In reality I don't believe there's any evidence that the amount of regular participants in d&d and clones among trans women is particularly different from the general population, not least because the kind of things that get in the way of participating in regular play tend to affect trans women more than the average person. Yknow, being busy, not being able to afford it, not being able to have a consistent availability schedule due to increased precariouaness from societal discrimination, all of that. Things that are also particularly a problem for a large scale entertainment property like a major podcast or video series before you count how much of the potential player base ain't gonna feel safe becoming a publicly known figure like that.
Like yeah yeah a generous estimate would be about 2 million to 2.75 million trans women in the country, sounds like a lot right. But the regular playerbase of d&d and clones is over 51 million. And that's a count of people specifically interested enough in the thing! You start trying to whittle down who would be potential person participating who is also a trans woman, and it's like maybe 300k, 400k.

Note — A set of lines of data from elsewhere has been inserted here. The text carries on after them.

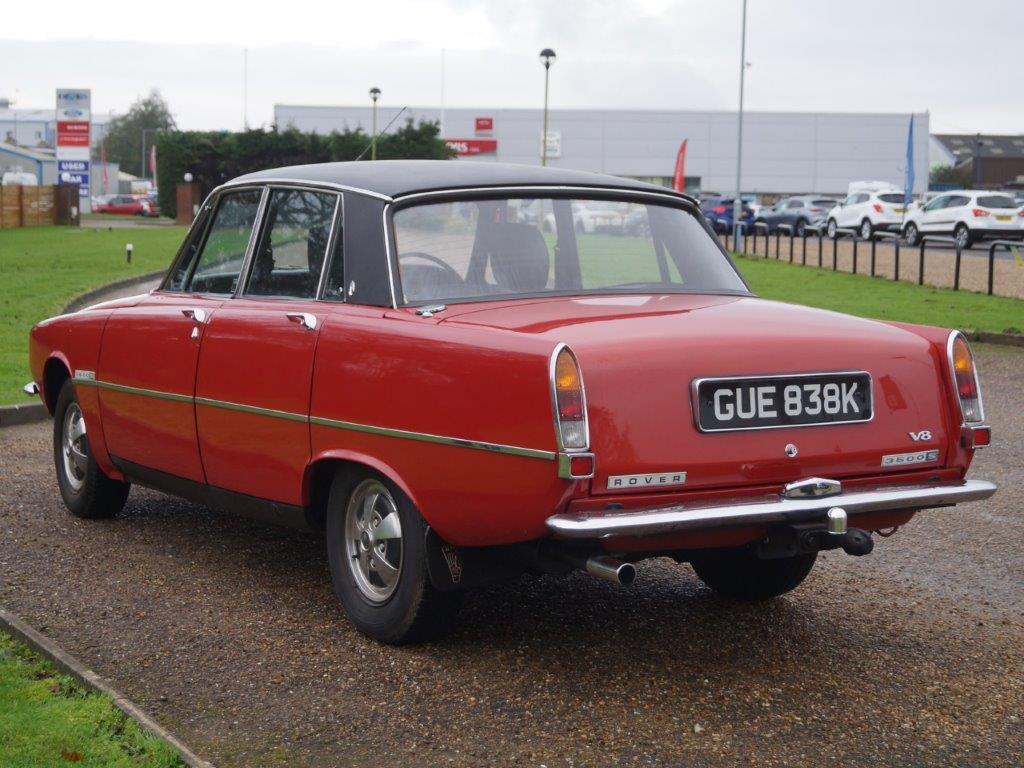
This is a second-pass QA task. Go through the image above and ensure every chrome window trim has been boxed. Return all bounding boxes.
[216,178,394,202]
[946,329,985,431]
[233,184,342,301]
[690,371,874,434]
[383,184,756,309]
[314,193,345,301]
[548,341,590,454]
[75,376,558,462]
[232,186,270,299]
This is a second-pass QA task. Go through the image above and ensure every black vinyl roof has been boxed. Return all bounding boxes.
[229,160,690,200]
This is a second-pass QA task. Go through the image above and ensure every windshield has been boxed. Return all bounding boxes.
[393,198,749,304]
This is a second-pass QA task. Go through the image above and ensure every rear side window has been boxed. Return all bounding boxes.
[246,189,338,299]
[188,189,262,294]
[978,195,1020,208]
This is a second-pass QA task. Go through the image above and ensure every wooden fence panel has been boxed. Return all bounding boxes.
[0,185,67,229]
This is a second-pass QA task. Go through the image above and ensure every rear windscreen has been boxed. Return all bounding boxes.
[978,195,1020,208]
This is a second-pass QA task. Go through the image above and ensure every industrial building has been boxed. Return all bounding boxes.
[274,103,929,197]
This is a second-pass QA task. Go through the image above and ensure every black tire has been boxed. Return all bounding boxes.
[953,224,974,251]
[53,379,131,519]
[327,469,462,644]
[690,549,818,602]
[903,221,921,246]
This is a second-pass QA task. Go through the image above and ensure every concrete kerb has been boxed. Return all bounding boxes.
[0,608,214,768]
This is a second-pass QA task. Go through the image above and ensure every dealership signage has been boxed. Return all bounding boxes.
[444,138,498,158]
[56,88,92,213]
[541,131,562,158]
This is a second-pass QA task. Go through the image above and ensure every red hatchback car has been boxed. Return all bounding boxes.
[92,195,157,216]
[27,162,995,642]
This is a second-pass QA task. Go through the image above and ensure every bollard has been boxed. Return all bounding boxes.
[953,243,962,291]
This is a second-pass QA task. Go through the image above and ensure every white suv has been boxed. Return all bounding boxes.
[903,189,1024,248]
[825,189,906,240]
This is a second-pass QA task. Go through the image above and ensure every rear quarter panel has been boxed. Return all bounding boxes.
[310,307,586,546]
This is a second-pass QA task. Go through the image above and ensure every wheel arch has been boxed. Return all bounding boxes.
[302,450,421,530]
[42,352,71,416]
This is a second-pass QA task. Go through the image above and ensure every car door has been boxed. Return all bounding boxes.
[95,189,260,482]
[196,187,341,506]
[935,195,971,233]
[918,195,949,232]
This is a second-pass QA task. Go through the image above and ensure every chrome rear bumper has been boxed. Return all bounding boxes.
[547,480,995,539]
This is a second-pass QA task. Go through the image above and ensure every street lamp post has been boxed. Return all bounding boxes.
[732,0,746,247]
[541,48,555,165]
[370,87,381,160]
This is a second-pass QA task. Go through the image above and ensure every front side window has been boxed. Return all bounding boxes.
[392,198,749,304]
[245,189,338,299]
[187,189,262,294]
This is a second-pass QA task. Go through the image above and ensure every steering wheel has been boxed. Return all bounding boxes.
[398,251,464,283]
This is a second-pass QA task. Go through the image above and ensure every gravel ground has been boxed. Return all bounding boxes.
[722,234,1024,299]
[0,346,1024,768]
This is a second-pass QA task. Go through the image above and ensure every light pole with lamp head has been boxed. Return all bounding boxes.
[541,48,555,165]
[370,87,381,160]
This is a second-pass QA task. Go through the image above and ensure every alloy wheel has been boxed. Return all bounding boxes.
[60,402,89,494]
[345,479,402,603]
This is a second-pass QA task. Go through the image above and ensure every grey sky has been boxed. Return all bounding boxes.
[0,0,1024,133]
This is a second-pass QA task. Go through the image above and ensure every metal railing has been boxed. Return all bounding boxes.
[725,221,1024,296]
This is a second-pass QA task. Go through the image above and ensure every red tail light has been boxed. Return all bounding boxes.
[947,331,985,424]
[551,344,590,451]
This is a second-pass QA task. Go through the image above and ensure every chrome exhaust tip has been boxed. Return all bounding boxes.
[584,555,637,587]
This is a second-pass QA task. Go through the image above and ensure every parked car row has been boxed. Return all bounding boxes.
[701,182,1024,248]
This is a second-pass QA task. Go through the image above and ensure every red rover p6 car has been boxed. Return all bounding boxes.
[27,162,995,642]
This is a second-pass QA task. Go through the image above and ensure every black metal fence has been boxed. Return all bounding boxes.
[723,221,1024,298]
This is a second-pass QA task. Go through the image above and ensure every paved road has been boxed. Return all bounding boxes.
[0,347,1024,768]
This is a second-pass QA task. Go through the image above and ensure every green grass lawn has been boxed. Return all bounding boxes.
[735,256,1024,333]
[0,226,184,404]
[0,633,184,768]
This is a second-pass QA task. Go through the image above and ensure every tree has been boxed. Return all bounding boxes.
[102,88,175,176]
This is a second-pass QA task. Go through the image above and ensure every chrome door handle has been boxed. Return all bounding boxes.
[285,312,316,331]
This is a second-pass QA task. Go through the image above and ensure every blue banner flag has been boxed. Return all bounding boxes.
[903,115,913,206]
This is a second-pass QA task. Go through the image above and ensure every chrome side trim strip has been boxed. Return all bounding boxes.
[75,375,193,402]
[309,416,558,462]
[193,397,309,423]
[75,378,558,462]
[547,480,996,539]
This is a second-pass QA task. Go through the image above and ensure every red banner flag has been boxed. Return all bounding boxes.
[672,138,689,191]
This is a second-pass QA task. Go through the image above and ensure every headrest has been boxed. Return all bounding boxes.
[486,222,551,293]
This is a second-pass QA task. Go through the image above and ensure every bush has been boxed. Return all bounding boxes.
[157,120,455,218]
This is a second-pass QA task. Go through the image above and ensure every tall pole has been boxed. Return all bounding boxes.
[370,88,381,160]
[541,48,555,165]
[438,48,444,138]
[242,48,249,131]
[732,0,746,244]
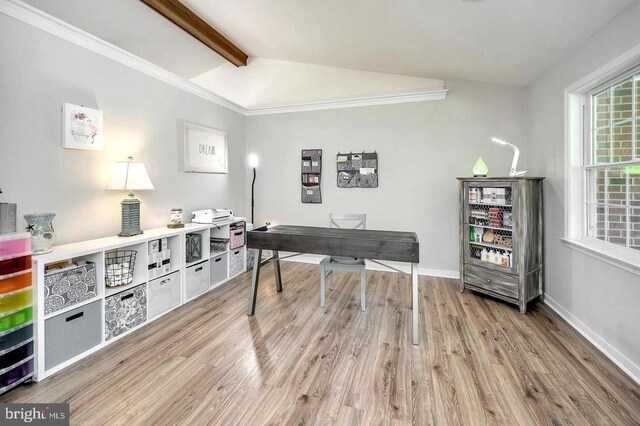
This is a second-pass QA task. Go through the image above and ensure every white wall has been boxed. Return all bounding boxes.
[0,14,246,243]
[247,81,527,274]
[528,3,640,380]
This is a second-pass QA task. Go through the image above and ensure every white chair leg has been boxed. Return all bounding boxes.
[320,264,325,308]
[360,268,367,312]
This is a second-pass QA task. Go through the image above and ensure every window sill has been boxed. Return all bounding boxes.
[560,238,640,275]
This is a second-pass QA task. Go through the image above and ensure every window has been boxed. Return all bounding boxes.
[582,68,640,253]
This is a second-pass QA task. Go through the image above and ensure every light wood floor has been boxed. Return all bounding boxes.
[0,262,640,425]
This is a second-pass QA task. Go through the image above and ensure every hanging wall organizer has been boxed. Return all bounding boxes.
[336,152,378,188]
[302,149,322,204]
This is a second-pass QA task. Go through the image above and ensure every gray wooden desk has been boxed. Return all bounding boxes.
[247,225,420,345]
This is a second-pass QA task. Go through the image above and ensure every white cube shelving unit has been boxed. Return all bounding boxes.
[32,218,246,381]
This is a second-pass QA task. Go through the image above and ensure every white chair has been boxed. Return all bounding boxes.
[320,213,367,312]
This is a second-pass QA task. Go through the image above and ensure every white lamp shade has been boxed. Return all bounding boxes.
[107,161,154,191]
[249,154,258,169]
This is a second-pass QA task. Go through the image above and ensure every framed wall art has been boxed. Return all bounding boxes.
[62,104,103,151]
[183,121,227,173]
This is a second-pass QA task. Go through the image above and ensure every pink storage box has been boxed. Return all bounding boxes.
[0,233,31,260]
[229,223,244,250]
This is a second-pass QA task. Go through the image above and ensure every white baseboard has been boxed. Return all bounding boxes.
[280,252,460,280]
[544,295,640,384]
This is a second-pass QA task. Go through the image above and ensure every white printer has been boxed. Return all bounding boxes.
[191,209,233,224]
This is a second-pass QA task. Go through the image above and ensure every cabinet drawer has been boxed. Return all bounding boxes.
[185,260,210,299]
[211,253,229,286]
[229,247,245,277]
[148,272,180,318]
[104,284,147,340]
[44,300,102,370]
[464,265,519,299]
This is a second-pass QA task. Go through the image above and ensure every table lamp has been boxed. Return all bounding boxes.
[491,138,527,176]
[107,157,154,237]
[249,154,258,226]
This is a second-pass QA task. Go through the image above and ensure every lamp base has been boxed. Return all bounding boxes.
[118,194,142,237]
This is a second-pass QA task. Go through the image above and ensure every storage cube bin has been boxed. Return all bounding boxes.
[0,359,33,393]
[104,284,147,340]
[0,234,31,259]
[0,307,33,332]
[210,253,229,286]
[0,256,31,279]
[185,260,210,299]
[44,262,98,315]
[0,289,33,315]
[229,247,245,277]
[209,238,229,253]
[229,222,244,250]
[0,342,33,372]
[148,272,180,318]
[0,270,31,294]
[41,300,102,370]
[0,324,33,353]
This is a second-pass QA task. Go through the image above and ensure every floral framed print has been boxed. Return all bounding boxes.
[182,121,227,173]
[62,104,103,151]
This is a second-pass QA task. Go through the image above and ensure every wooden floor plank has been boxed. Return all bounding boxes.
[0,262,640,425]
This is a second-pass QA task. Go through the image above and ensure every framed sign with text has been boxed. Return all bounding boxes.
[183,121,228,173]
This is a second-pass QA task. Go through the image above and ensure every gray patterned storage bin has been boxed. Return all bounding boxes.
[44,262,97,315]
[104,284,147,340]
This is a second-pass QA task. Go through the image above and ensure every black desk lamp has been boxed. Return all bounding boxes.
[249,154,258,226]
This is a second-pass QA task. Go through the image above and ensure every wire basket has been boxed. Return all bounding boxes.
[104,250,137,287]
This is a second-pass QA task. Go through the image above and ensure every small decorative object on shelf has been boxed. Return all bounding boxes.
[107,157,153,237]
[0,189,18,234]
[167,209,184,228]
[104,250,137,287]
[24,213,56,255]
[185,233,202,263]
[469,157,489,177]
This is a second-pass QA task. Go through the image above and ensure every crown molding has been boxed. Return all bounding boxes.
[0,0,448,116]
[0,0,246,115]
[246,88,449,116]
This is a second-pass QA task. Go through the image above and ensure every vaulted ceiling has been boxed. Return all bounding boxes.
[25,0,640,104]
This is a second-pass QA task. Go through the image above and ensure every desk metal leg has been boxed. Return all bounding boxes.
[411,263,420,345]
[247,249,262,316]
[273,250,282,292]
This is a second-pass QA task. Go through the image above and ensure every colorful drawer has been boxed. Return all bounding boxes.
[211,253,229,286]
[229,222,244,250]
[104,284,147,340]
[184,260,210,299]
[0,324,33,353]
[44,262,98,315]
[44,300,102,370]
[0,256,31,280]
[0,288,33,316]
[0,307,33,333]
[0,358,33,394]
[229,247,245,277]
[0,233,31,259]
[148,272,180,318]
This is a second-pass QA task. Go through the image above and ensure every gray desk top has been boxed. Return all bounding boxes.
[247,225,419,263]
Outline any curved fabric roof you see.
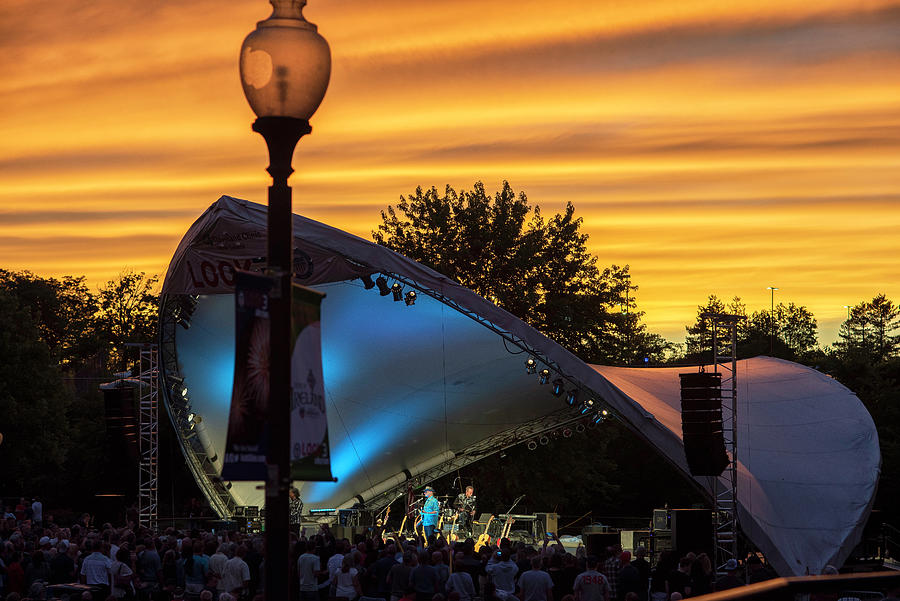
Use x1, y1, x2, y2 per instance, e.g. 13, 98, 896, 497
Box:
161, 196, 880, 575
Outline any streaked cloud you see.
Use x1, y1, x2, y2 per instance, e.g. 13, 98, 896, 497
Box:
0, 0, 900, 342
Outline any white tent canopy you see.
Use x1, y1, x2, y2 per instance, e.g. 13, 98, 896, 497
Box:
161, 196, 880, 575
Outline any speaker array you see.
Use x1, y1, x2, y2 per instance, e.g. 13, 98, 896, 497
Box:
678, 372, 729, 476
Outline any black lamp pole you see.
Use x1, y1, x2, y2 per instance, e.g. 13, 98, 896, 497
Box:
253, 117, 312, 601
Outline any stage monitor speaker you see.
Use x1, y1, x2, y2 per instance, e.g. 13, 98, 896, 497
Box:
678, 372, 729, 476
534, 513, 559, 540
581, 532, 621, 559
672, 509, 715, 557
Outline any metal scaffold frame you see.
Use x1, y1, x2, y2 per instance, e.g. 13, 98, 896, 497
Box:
138, 344, 159, 530
700, 313, 746, 566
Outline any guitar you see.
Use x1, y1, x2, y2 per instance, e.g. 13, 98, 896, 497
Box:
497, 517, 516, 547
475, 515, 494, 553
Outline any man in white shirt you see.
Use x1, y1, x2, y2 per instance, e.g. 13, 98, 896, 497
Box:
31, 497, 44, 527
574, 555, 609, 601
519, 556, 553, 601
81, 539, 112, 599
297, 540, 322, 601
209, 543, 228, 598
222, 545, 250, 598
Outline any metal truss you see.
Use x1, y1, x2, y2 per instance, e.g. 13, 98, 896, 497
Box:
700, 313, 746, 567
129, 344, 159, 530
159, 294, 236, 519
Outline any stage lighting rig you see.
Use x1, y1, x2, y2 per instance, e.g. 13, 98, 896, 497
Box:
375, 275, 391, 296
553, 378, 566, 396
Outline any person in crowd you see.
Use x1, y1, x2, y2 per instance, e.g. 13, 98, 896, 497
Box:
109, 547, 137, 599
370, 542, 397, 601
691, 553, 716, 597
409, 551, 439, 601
484, 548, 519, 600
49, 541, 75, 584
519, 557, 553, 601
446, 551, 475, 601
619, 551, 647, 599
334, 553, 362, 601
601, 545, 622, 601
431, 551, 450, 595
25, 550, 50, 588
574, 555, 609, 601
387, 550, 417, 601
222, 545, 250, 598
80, 539, 112, 599
297, 540, 324, 601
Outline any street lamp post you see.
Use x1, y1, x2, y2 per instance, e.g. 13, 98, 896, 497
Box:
240, 0, 331, 601
766, 286, 778, 357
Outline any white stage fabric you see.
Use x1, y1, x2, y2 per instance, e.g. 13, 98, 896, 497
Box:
163, 196, 880, 576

Here's another factor: the proportion of the American population that makes at least a few dollars a year from online content is about 14%. Let's apply that to get a good estimate for who is likely to be doing any kind of even hobbyist with 9 bucks in tips for content online in a year: OK now we're down to like ~55,000 trans women who are regular d&d and clones players and are also putting stuff out online enough that they're picking up pennies from it - a suitable proxy for "willing and able to potentially participate". And that's kind of a top end for who might possibly participate in the kind of thing the post wanted to see! You could put all of those theoretical trans women in to the existing d&d and clones actual play/edited play media industrial complex evenly and that'd still probably work out to maybe getting one trans woman each on most of them! There's been a lot of attempts to make such things by a lot of people after all! There was even this decent history podcast I used to listen to that started doing actual plays to try to cover participating in the history subjects they were covering and it got so annoying that I stopped listening (they were not good at presenting a compelling actual play or editing it down to be compelling, ugh). And hey two nickels time cuz I had that happen again on another history podcast. Shit is rampant.
That's the nature of hobbies really. There is a lot more people not like you than you generally expect!